The entire agribusiness sector in Lebanon has also been hit by massive increases in operating costs, driven by rising import prices as well as severe shortages of fuel and electricity.

“Selling wine in Lebanon right now is not profitable,” Farah said. “The [biggest] the problem is the price [packaging] materials, because everything except the wine itself comes from overseas – bottles, corks and labels.

Majdalani noted, “We are moving forward, but we need stability for our industry to grow, and we are not finding stability. Every few years we have a new constraining factor. If we found good quality locally, we wouldn’t import. Unfortunately, Lebanon is not ready for this, not yet.

These difficulties are exponentially more disruptive for smaller wineries, which struggle to meet the quantities needed for commercial export. For those virtually unknown outside of Lebanon, events like Vinifest are a vital opportunity to show off the quality of what they have to offer.

“We are the only wine estate in the villages of [our] region,” Chateau Wadih owner and founder Peter Abi Younes told Al-Monitor. “It has a special soil and the grapes give you a different taste of wine.”

The small winery – located in Akoura in Mount Lebanon – is best known for its striking “blue wine”, available in dry and desert varieties. These wines receive their striking color from the addition of anthocyanins, an all-natural pigment extracted from the skins of red grapes.

Wadih Castle also started to produce a variety of apple-based alcoholic beverages, including beer, sparkling cider, brandy and calvados, with the aim of diversifying the company’s portfolio by exploring new and untapped local markets.

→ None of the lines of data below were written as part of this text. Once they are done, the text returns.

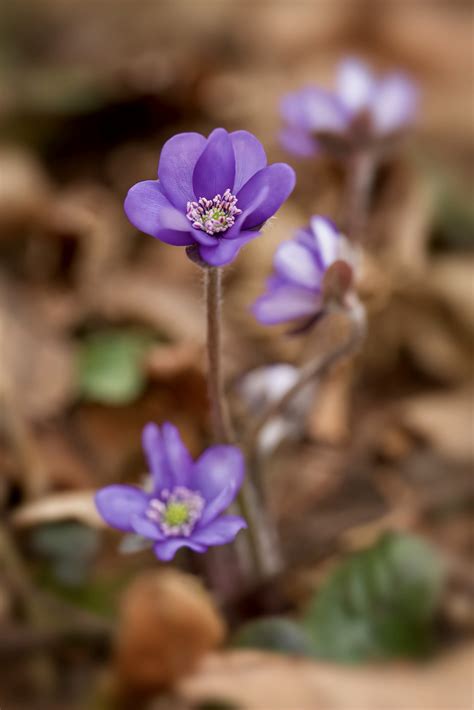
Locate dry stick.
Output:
[245,299,366,452]
[0,313,47,500]
[344,148,375,242]
[0,525,55,692]
[204,267,276,575]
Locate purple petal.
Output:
[189,445,244,525]
[131,515,165,540]
[273,241,321,288]
[372,74,418,133]
[337,59,375,113]
[142,422,173,490]
[153,537,206,562]
[281,86,349,133]
[193,128,235,199]
[252,286,320,325]
[193,515,247,547]
[230,131,267,195]
[153,229,194,247]
[95,485,148,532]
[199,483,237,527]
[310,216,341,269]
[161,422,193,486]
[199,230,261,266]
[279,126,318,158]
[237,163,296,229]
[124,180,177,237]
[158,133,206,212]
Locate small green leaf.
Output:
[233,616,311,656]
[79,330,152,405]
[304,533,443,662]
[31,521,99,587]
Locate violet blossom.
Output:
[238,362,316,455]
[252,216,356,325]
[125,128,295,266]
[95,423,247,561]
[280,59,417,156]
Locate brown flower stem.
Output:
[344,148,376,242]
[245,297,366,452]
[204,267,275,575]
[204,267,235,443]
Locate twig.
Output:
[344,148,375,242]
[244,300,366,452]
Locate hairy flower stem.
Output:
[204,267,278,576]
[245,297,366,452]
[344,148,375,242]
[204,267,234,444]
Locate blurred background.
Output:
[0,0,474,710]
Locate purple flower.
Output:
[95,423,247,560]
[125,128,295,266]
[280,59,417,156]
[238,362,316,455]
[252,216,355,325]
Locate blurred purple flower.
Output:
[280,59,417,156]
[238,362,316,455]
[125,128,295,266]
[252,216,355,325]
[95,423,247,560]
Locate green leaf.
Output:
[79,330,152,405]
[233,616,311,656]
[31,521,99,587]
[304,533,443,662]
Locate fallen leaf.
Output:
[10,489,101,528]
[178,644,474,710]
[114,569,225,697]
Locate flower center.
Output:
[186,188,242,234]
[146,486,204,537]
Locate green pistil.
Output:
[163,503,189,527]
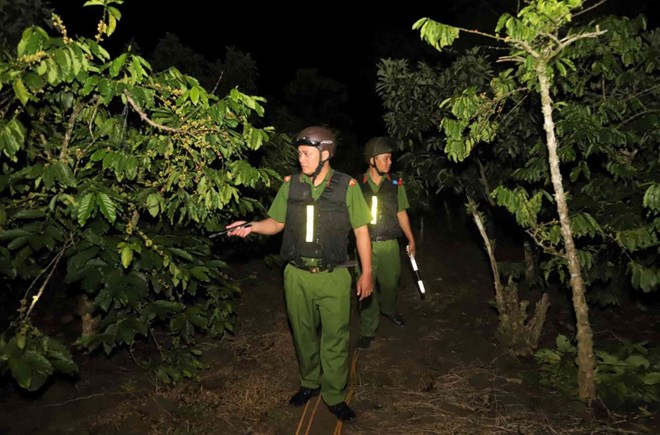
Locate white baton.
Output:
[406,246,426,294]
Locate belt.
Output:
[289,262,335,273]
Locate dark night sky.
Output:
[53,0,657,139]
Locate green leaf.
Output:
[7,350,53,391]
[78,193,96,227]
[109,53,128,77]
[13,77,30,106]
[120,245,133,269]
[642,372,660,385]
[626,355,651,369]
[147,193,160,217]
[96,192,117,223]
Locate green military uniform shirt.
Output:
[268,168,372,228]
[364,171,410,211]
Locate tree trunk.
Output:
[523,239,536,284]
[537,66,596,403]
[468,198,550,355]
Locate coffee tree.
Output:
[0,0,276,390]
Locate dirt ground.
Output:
[0,220,660,434]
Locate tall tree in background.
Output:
[415,0,659,402]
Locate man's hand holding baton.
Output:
[406,246,426,297]
[209,221,252,239]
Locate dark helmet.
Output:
[364,136,396,163]
[293,126,337,158]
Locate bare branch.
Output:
[573,0,607,17]
[549,26,607,58]
[124,90,183,133]
[60,101,85,161]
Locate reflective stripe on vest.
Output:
[305,205,314,243]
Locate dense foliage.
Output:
[0,0,277,390]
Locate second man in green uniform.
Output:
[358,137,415,349]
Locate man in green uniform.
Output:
[227,127,372,422]
[358,137,415,349]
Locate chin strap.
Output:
[369,156,387,177]
[311,148,330,184]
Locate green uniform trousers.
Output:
[360,239,401,337]
[284,264,351,405]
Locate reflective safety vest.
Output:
[280,171,351,267]
[360,175,402,241]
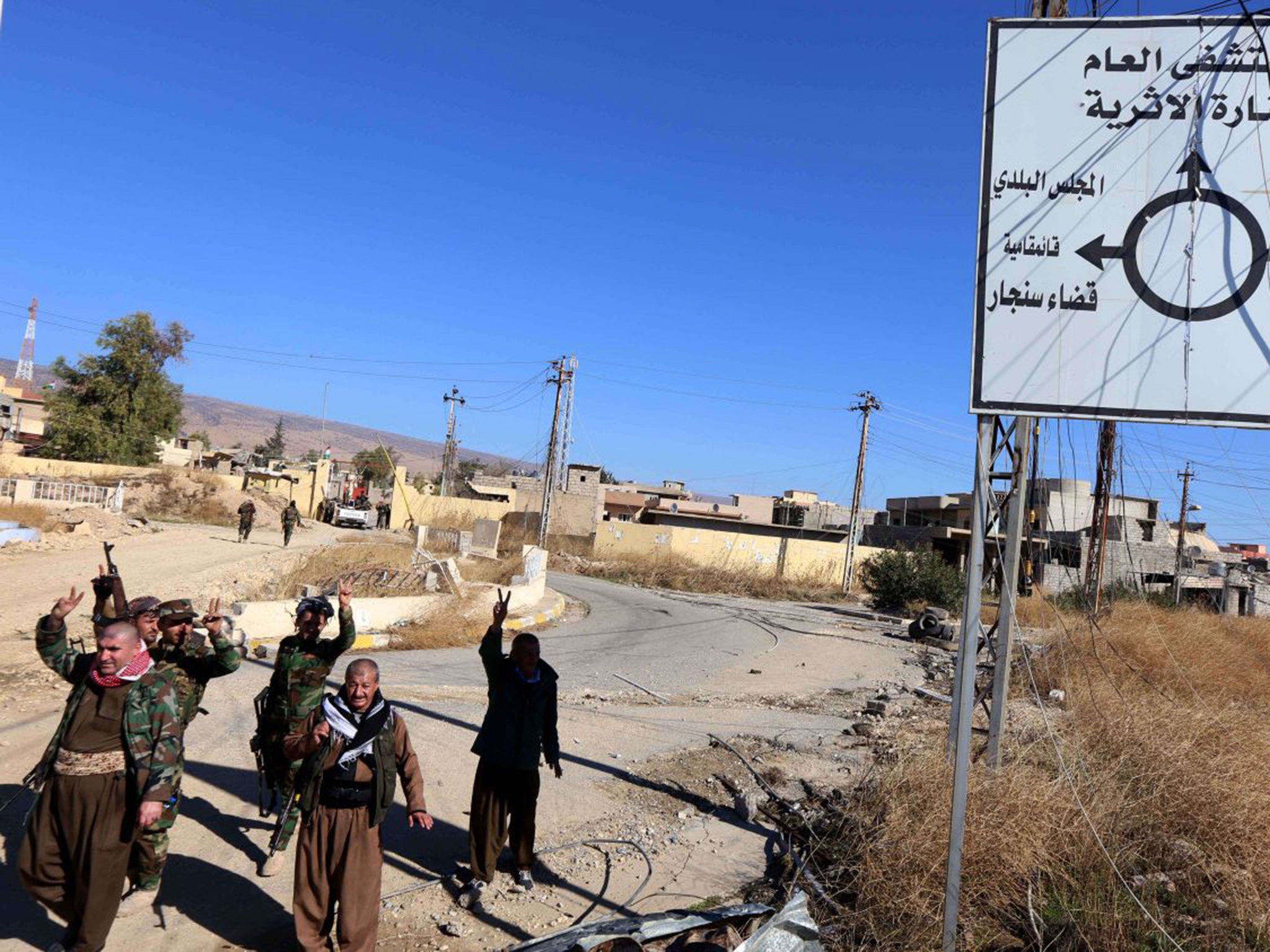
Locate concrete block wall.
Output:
[593,522,880,584]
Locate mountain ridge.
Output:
[0,358,520,475]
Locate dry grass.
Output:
[817,599,1270,950]
[123,470,238,526]
[274,542,422,598]
[566,555,843,602]
[0,503,62,532]
[389,593,491,651]
[458,550,525,585]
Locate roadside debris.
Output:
[908,606,956,641]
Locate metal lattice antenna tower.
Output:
[12,298,39,381]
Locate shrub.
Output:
[859,547,965,614]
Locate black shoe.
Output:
[458,879,485,913]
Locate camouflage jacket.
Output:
[29,615,183,802]
[264,608,357,731]
[150,635,242,729]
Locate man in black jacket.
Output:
[458,589,561,910]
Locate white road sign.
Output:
[970,18,1270,426]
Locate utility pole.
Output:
[12,298,39,382]
[842,390,881,594]
[1173,462,1195,606]
[321,381,330,451]
[1085,420,1116,614]
[940,0,1067,952]
[441,387,468,496]
[538,355,578,549]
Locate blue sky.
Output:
[0,0,1270,538]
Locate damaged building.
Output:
[861,480,1270,614]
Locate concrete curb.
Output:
[503,589,565,631]
[245,589,565,651]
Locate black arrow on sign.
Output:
[1177,149,1213,193]
[1076,235,1124,270]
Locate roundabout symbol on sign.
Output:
[1076,151,1266,321]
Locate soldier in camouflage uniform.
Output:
[18,588,182,952]
[252,579,357,876]
[239,499,255,542]
[120,598,242,917]
[282,499,300,549]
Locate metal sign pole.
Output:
[988,416,1036,767]
[944,416,997,952]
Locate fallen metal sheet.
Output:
[512,902,772,952]
[735,891,823,952]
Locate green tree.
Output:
[252,416,287,459]
[859,547,965,614]
[42,311,193,466]
[353,447,401,488]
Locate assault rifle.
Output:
[93,542,128,627]
[250,684,278,816]
[269,738,330,857]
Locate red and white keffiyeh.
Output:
[87,647,155,688]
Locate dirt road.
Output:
[0,563,920,951]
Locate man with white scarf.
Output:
[282,658,432,952]
[18,588,182,952]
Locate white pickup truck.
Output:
[326,503,375,529]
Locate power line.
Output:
[0,301,550,367]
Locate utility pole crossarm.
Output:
[842,390,881,594]
[538,355,578,549]
[1173,462,1197,606]
[441,387,468,496]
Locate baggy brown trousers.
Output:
[468,757,538,882]
[291,804,383,952]
[18,772,132,952]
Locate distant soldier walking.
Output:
[120,598,241,917]
[18,588,182,952]
[252,579,357,876]
[282,658,432,952]
[239,499,255,542]
[282,499,300,549]
[458,590,561,911]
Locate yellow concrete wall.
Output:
[389,483,512,529]
[593,522,880,584]
[250,459,330,519]
[662,526,781,575]
[512,488,605,536]
[0,456,242,488]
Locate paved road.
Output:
[380,574,773,694]
[0,575,903,950]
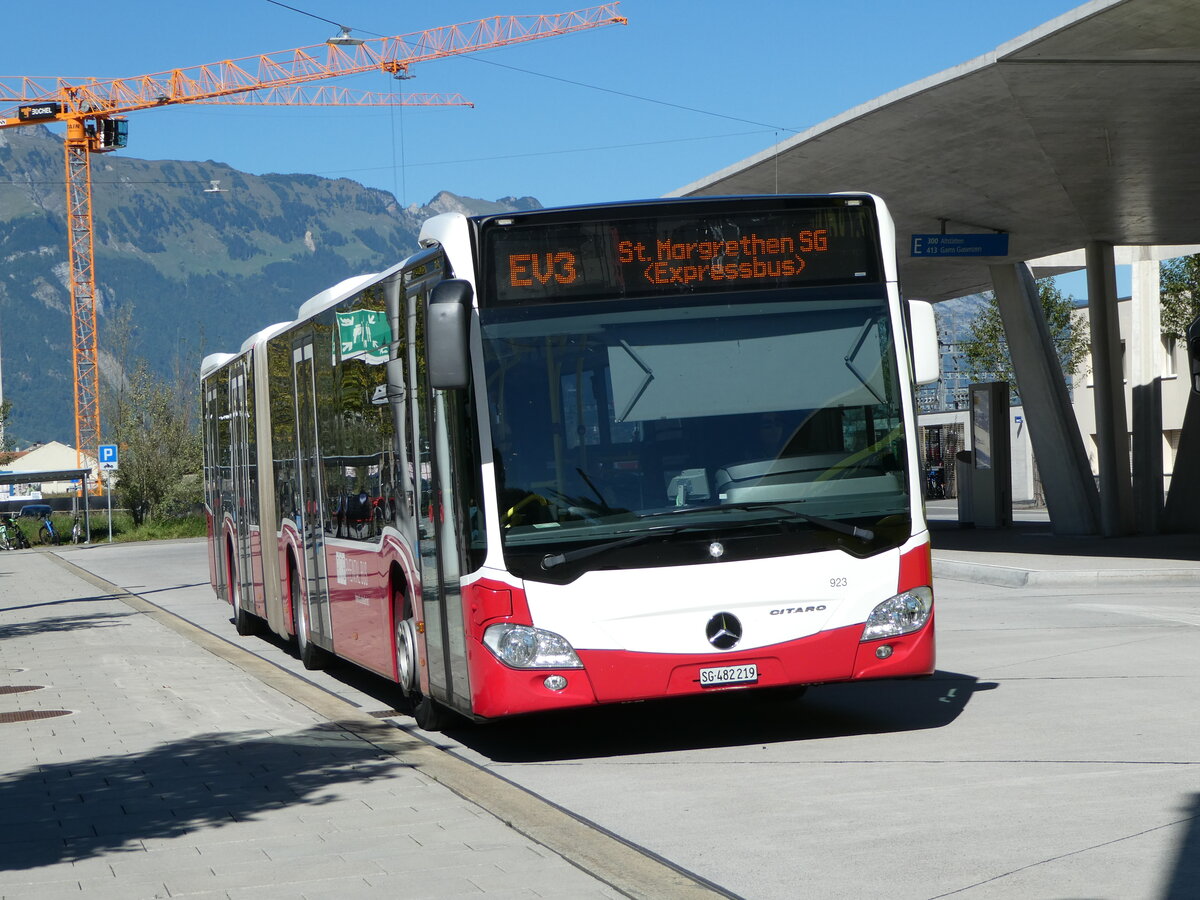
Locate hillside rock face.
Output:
[0,126,541,443]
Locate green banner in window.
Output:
[337,310,391,366]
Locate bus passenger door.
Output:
[292,335,334,650]
[406,262,470,713]
[229,360,257,614]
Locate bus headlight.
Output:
[484,622,583,668]
[862,587,934,641]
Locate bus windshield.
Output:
[480,284,910,571]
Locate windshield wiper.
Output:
[541,526,691,569]
[650,500,875,541]
[541,503,875,569]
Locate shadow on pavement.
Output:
[0,722,407,870]
[929,521,1200,560]
[1163,793,1200,900]
[0,609,138,641]
[448,672,997,762]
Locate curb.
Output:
[934,557,1200,588]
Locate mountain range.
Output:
[0,126,541,446]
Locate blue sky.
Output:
[0,0,1123,295]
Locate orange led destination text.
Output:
[509,228,829,288]
[509,251,578,288]
[617,228,829,284]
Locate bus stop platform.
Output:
[0,525,1200,900]
[926,500,1200,588]
[0,547,721,900]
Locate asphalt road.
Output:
[61,541,1200,900]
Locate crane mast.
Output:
[0,2,626,480]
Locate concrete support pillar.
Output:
[1084,241,1133,538]
[1129,247,1163,534]
[990,263,1099,534]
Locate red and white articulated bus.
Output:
[202,193,937,728]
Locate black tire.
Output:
[288,565,325,672]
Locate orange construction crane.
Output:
[0,2,626,482]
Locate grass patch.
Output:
[34,510,208,544]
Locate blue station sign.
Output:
[910,234,1008,257]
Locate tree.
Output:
[960,278,1091,397]
[110,360,202,526]
[1159,253,1200,340]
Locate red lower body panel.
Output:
[470,616,935,719]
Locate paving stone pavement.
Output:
[0,551,625,900]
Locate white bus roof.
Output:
[296,272,379,322]
[200,353,238,378]
[241,322,292,353]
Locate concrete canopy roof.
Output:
[672,0,1200,300]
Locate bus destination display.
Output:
[485,205,880,304]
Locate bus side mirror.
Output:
[1188,318,1200,394]
[425,278,473,390]
[908,300,941,384]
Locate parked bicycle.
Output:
[0,512,29,550]
[37,512,60,546]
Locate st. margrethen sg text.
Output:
[617,228,829,284]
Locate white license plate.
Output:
[700,662,758,688]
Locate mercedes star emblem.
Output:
[704,612,742,650]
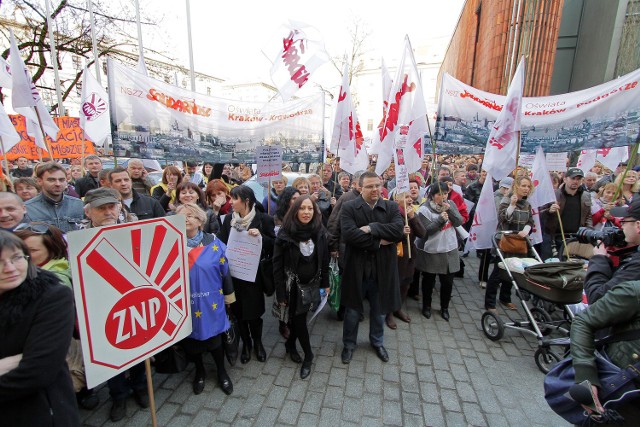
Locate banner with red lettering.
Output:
[434,69,640,154]
[7,114,95,160]
[108,60,324,163]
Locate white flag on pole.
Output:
[376,36,429,175]
[0,103,22,153]
[0,57,13,89]
[80,68,111,146]
[369,58,393,154]
[529,146,556,245]
[467,172,498,249]
[330,61,369,173]
[482,56,525,180]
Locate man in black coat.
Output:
[340,172,404,364]
[584,197,640,304]
[108,166,165,221]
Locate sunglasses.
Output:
[13,222,51,234]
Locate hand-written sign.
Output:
[7,115,95,160]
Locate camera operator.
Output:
[584,197,640,304]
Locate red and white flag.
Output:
[465,172,498,249]
[369,58,393,154]
[0,57,13,89]
[0,103,22,153]
[482,56,525,180]
[263,20,329,101]
[529,146,556,245]
[80,67,111,146]
[10,32,60,151]
[330,61,369,173]
[376,36,428,175]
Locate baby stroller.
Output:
[482,231,585,373]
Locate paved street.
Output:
[81,253,566,427]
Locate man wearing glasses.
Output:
[340,172,404,364]
[584,197,640,304]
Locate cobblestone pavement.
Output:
[81,253,565,427]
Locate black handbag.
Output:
[153,345,188,374]
[260,255,276,297]
[296,271,321,315]
[222,315,240,366]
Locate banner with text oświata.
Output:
[108,60,323,163]
[434,69,640,154]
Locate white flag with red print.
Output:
[0,103,22,154]
[263,20,329,101]
[0,57,13,89]
[80,68,111,146]
[330,61,369,173]
[10,32,60,150]
[482,56,525,180]
[376,36,428,175]
[529,146,556,245]
[467,172,498,249]
[369,58,393,154]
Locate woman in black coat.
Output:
[273,196,329,379]
[0,231,80,426]
[218,185,276,363]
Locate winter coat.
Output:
[273,229,329,308]
[571,280,640,388]
[340,196,404,314]
[0,269,80,427]
[584,252,640,304]
[416,200,462,274]
[218,209,276,320]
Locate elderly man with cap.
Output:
[584,198,640,304]
[84,188,149,422]
[540,168,593,259]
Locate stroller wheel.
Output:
[482,311,504,341]
[531,307,553,336]
[533,347,560,374]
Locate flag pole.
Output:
[403,197,413,258]
[44,0,65,116]
[33,107,54,161]
[0,136,13,190]
[144,358,158,427]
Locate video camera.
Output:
[576,227,628,248]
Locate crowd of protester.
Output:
[0,155,640,425]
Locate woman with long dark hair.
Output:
[273,196,329,379]
[0,231,80,426]
[218,185,276,364]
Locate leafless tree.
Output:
[0,0,165,110]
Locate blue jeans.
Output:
[107,362,147,400]
[342,278,384,350]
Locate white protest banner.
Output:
[434,69,640,154]
[67,215,191,388]
[256,145,282,182]
[108,60,324,163]
[226,227,262,282]
[545,153,567,172]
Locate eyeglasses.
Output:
[0,255,29,270]
[13,222,51,234]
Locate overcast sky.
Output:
[140,0,464,84]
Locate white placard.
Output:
[256,145,282,182]
[226,227,262,282]
[67,215,191,388]
[546,153,567,172]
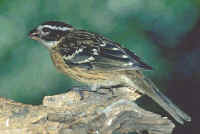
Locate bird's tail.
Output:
[126,71,191,124]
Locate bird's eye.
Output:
[42,27,50,32]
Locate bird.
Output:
[29,21,191,124]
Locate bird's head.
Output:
[29,21,74,49]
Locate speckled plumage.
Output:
[29,21,191,124]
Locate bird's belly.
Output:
[51,53,116,85]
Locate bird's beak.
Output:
[29,29,40,40]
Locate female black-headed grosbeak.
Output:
[29,21,191,124]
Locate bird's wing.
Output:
[59,30,152,71]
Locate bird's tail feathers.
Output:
[141,78,191,124]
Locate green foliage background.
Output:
[0,0,200,108]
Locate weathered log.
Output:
[0,88,174,134]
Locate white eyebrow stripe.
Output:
[43,25,72,31]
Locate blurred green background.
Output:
[0,0,200,133]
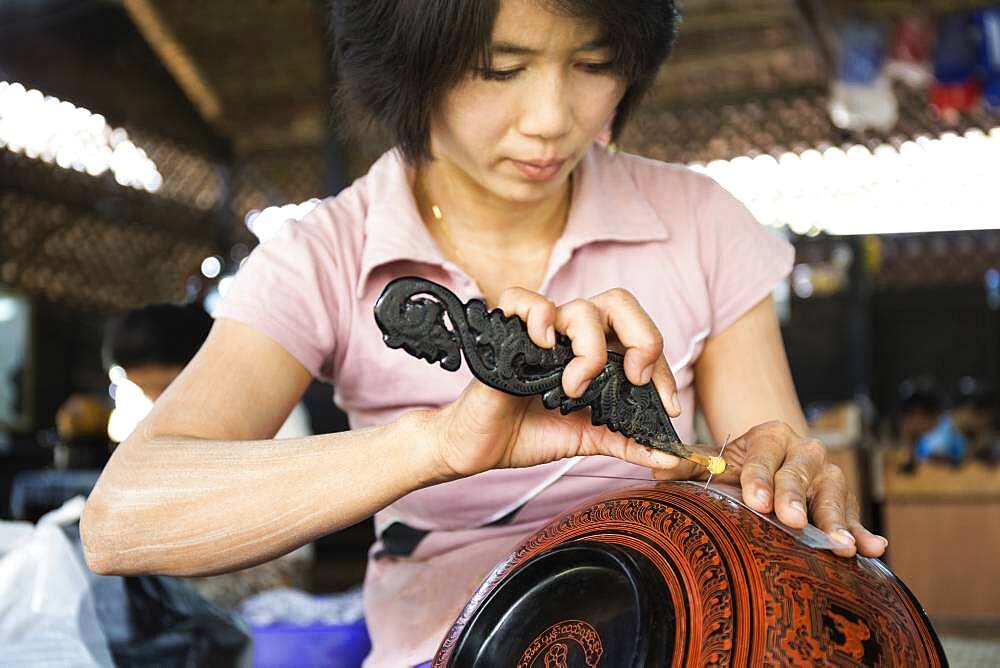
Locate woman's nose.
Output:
[519,74,573,140]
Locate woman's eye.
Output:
[479,67,521,81]
[580,61,615,74]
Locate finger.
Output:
[583,422,682,471]
[556,299,608,397]
[774,439,826,529]
[847,493,889,557]
[730,425,791,513]
[591,288,677,396]
[652,457,705,480]
[653,355,681,417]
[809,464,857,557]
[498,288,556,348]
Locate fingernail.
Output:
[830,529,854,545]
[788,501,806,517]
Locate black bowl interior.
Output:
[449,541,674,668]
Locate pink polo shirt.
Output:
[215,145,794,668]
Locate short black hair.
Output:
[331,0,680,164]
[102,304,212,368]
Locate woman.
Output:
[82,0,885,666]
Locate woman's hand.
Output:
[423,288,680,481]
[653,422,888,557]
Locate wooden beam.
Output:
[124,0,222,128]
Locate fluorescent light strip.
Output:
[0,81,163,192]
[690,126,1000,235]
[244,198,320,243]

“In the past, we produced around 10,000 to 20,000 bottles,” Abi Younes said. “[Due to the] crisis in recent years, we have been forced to slow down production. We expected it to be very difficult, [but] I like wine. We export small quantities to Quebec [and we] I hope to do more. »

As Lebanese wineries look to foreign markets to secure their future during this time of uncertainty, they remain determined not to abandon the domestic wine tradeeven if it means making a loss on the wine they are able to sell.

“We want to stay strong in Lebanon and adopt prices that the Lebanese can afford,” Majdalani concluded. “You have to adapt and make sacrifices, because there is a kind of solidarity with your people. It’s about patriotism – if you’re not strong in your own country, it’s hard to shine in the world.